Although he’s still creating movie music, with another score in progress, that first IAAA concert revived Balu’s love for making live music for the first time since his college days. “I’ve been a studio musician for the past 20 years, working dog hours in my home studio. But nobody knows what I’m working on, so it’s been rejuvenating for me to interact with audiences again. All these years, I have been giving music to the audience, but I didn’t know how they feel. Now I’m performing in front of them and experiencing that audience vibe. The taste of this event has opened my eyes.”
And also his family’s. ”When I work on movies, my work just appears on screen,” he explains. “So my family don’t feel it, they don’t see me in that, but when I perform in concert in front of my family here, it’s a completely different experience. It’s a very touching experience for me to see my wife becoming emotional. She used to see me perform in my college band as a drummer, and now twenty years after that she’s seeing me performing again now.”
West Side Vibe
Raman’s choice of the Reser Center reflects the prominence of Asian culture on the west side of the Tualatin Mountains, what Washington County residents might call the East Hills — Oregon’s most ethnically diverse neighborhoods, where East and South Asian faces and languages enrich hiking trails, shops, and other public spaces.
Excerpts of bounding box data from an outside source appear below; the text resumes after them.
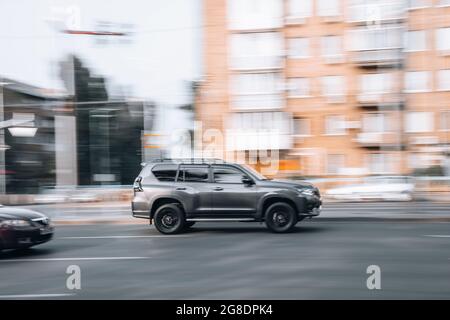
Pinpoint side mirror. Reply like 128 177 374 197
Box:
242 176 254 185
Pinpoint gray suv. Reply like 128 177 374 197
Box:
132 159 322 234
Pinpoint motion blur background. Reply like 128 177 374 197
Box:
0 0 450 204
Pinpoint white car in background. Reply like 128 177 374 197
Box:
325 176 414 201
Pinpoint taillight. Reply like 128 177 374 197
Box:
133 177 144 192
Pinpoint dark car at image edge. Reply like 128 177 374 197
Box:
131 158 322 234
0 206 54 251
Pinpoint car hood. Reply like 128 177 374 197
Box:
0 207 47 220
262 180 315 189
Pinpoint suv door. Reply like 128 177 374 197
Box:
173 164 212 217
212 165 257 218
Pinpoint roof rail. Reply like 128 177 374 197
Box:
151 158 226 164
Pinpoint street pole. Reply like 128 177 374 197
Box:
0 78 7 195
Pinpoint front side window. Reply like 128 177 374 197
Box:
152 164 178 181
213 167 247 183
178 166 209 182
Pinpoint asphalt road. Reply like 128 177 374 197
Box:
0 212 450 299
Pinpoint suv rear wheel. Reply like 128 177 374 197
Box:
154 203 185 234
265 202 298 233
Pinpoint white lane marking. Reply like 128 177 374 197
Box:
0 293 75 299
0 257 150 262
58 235 192 240
424 234 450 238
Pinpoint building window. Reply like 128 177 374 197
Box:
362 113 391 133
367 153 394 174
436 28 450 51
360 73 393 94
230 32 284 69
404 30 427 52
440 110 450 131
405 112 434 133
325 115 346 135
230 72 284 110
327 154 345 174
438 0 450 7
288 38 310 59
294 118 311 137
437 69 450 91
405 71 430 92
407 0 430 9
320 36 342 57
231 73 282 94
349 27 404 51
288 0 312 18
289 78 310 98
316 0 341 17
227 0 283 30
321 76 346 97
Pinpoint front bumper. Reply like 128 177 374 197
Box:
299 205 322 219
0 226 54 249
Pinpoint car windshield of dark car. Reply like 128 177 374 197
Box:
243 164 270 180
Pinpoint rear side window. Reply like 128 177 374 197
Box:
213 167 248 183
152 164 178 181
178 166 209 182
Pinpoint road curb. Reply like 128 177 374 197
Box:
53 219 148 226
53 217 450 226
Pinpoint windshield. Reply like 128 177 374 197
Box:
242 164 269 180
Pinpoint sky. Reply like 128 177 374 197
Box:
0 0 201 132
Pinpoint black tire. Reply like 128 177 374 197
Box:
184 221 195 228
265 202 298 233
154 203 185 234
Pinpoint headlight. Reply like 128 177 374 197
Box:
0 220 31 227
297 188 314 196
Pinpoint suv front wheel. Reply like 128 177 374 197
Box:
154 203 185 234
265 202 297 233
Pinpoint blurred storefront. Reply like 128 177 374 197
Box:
0 72 151 194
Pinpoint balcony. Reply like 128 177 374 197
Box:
231 93 285 110
230 55 284 71
357 92 403 108
351 48 403 67
355 132 398 148
347 1 405 23
228 15 284 32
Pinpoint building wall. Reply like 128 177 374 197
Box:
197 0 450 176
Both Raman and Balu live in the diverse suburbs between Beaverton and Hillsboro, near the Intel campuses where both worked and which are part of the tech sector that attracts thousands of Asian immigrants who contribute to Oregon’s economy.
It’s also no accident that The Immigrant Story’s next major project happens in Washington County, at Hillsboro’s Walters Cultural Arts Center, which, especially in recent years, regularly programs and supports performances across the arts spectrum that reflect the area’s cultural diversity, part of the city’s broader cultural arts inclusiveness policy.
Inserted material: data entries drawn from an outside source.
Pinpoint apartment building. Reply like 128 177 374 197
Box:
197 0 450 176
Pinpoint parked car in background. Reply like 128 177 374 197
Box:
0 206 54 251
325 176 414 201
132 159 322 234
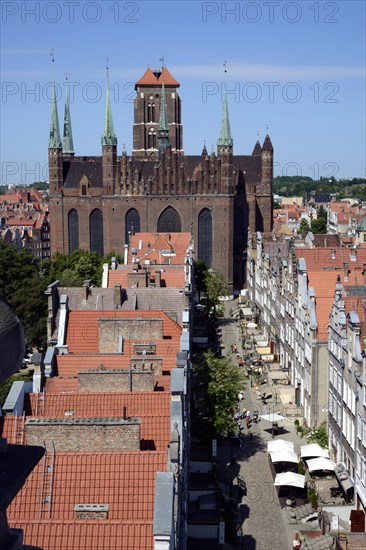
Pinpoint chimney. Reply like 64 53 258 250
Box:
155 271 161 288
113 284 122 309
83 279 91 300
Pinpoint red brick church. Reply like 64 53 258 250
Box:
48 67 273 289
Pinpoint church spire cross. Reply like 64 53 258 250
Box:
102 62 117 145
62 74 75 155
48 82 62 149
217 91 233 147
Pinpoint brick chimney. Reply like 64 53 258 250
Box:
155 270 161 288
113 284 122 309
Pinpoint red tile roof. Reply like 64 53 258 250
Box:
11 520 154 550
108 264 185 288
7 451 167 524
30 391 171 418
308 269 359 340
136 67 180 86
66 310 182 353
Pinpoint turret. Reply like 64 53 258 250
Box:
48 83 63 194
217 92 233 193
158 81 170 154
62 78 75 156
102 68 117 195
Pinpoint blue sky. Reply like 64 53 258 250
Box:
1 0 366 183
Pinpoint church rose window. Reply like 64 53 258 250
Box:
68 209 79 254
90 209 104 256
125 208 141 244
198 208 212 267
157 206 182 233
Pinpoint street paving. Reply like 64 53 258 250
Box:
220 301 300 550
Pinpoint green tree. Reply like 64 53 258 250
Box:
204 269 228 318
298 218 310 237
199 350 244 437
10 276 47 350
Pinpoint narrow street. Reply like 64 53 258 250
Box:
219 301 300 550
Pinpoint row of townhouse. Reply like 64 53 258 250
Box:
0 233 194 550
247 233 366 520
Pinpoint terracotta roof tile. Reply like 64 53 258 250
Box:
30 391 171 418
11 520 154 550
7 451 167 524
66 310 182 353
135 67 180 86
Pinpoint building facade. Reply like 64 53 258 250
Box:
48 68 273 290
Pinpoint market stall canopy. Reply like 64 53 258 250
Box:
300 443 329 458
270 449 299 464
267 439 294 453
306 456 335 472
260 414 286 422
274 472 305 489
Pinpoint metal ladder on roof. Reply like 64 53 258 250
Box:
12 413 25 445
39 441 56 519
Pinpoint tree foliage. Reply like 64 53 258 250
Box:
198 350 243 437
0 244 122 350
298 218 310 237
204 269 227 317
“It’s important to not only me, but to all our staff, as well as City of Hillsboro leadership, Hillsboro Parks & Recreation leadership, and our HACC board members that we represent the diversity of our community, bringing a wide range of performers, voices, and viewpoints on our stage,” Performance, Event, and Marketing Supervisor Katrina Hill told ArtsWatch. (See also Friderike Heuer’s ArtsWatch photo essay.)
Running June 6-24, To Bear Witness, a collection of photographs and accompanying profiles, illuminates the stories of Oregon immigrants who escaped hardship and danger in their original homes and then contributed mightily to ours — and now theirs, too — here in Oregon. (Read Beth Sorenson’s ArtsWatch story.) Along with the portraits and stories created by The Immigrant Story, the exhibition also includes images from Portland photographer Jim Lommasson’s exhibition What We Carried, which depicts objects that survivors managed to bring with them on their risky journeys, and then the participants responded with handwritten testimonies, in words and images. Hillsboro Public Arts Supervisor Karl LeClair also hopes to include in-person engagement opportunities, a question-and-answer session, and maybe even a film screening as part of the exhibition.
After that, TIS’s next I Am An American live event hits Portland Center Stage September 22. (Check the site for free ticket info, because they go fast.) Preparations are already underway, to help the next set of storytellers counter fear with stories, ignorance with understanding.
The Immigrant Story presents I Am An American Live at 7 p.m. Saturday, April 15, at Patricia Reser Center for the Arts, 12625 SW Crescent St. Beaverton. The show is sold out, but the website offers plenty of opportunities to enjoy, volunteer for, and contribute to The Immigrant Story. Information on the Walters Center’s To Bear Witness exhibit will soon be available at the Hillsboro arts website.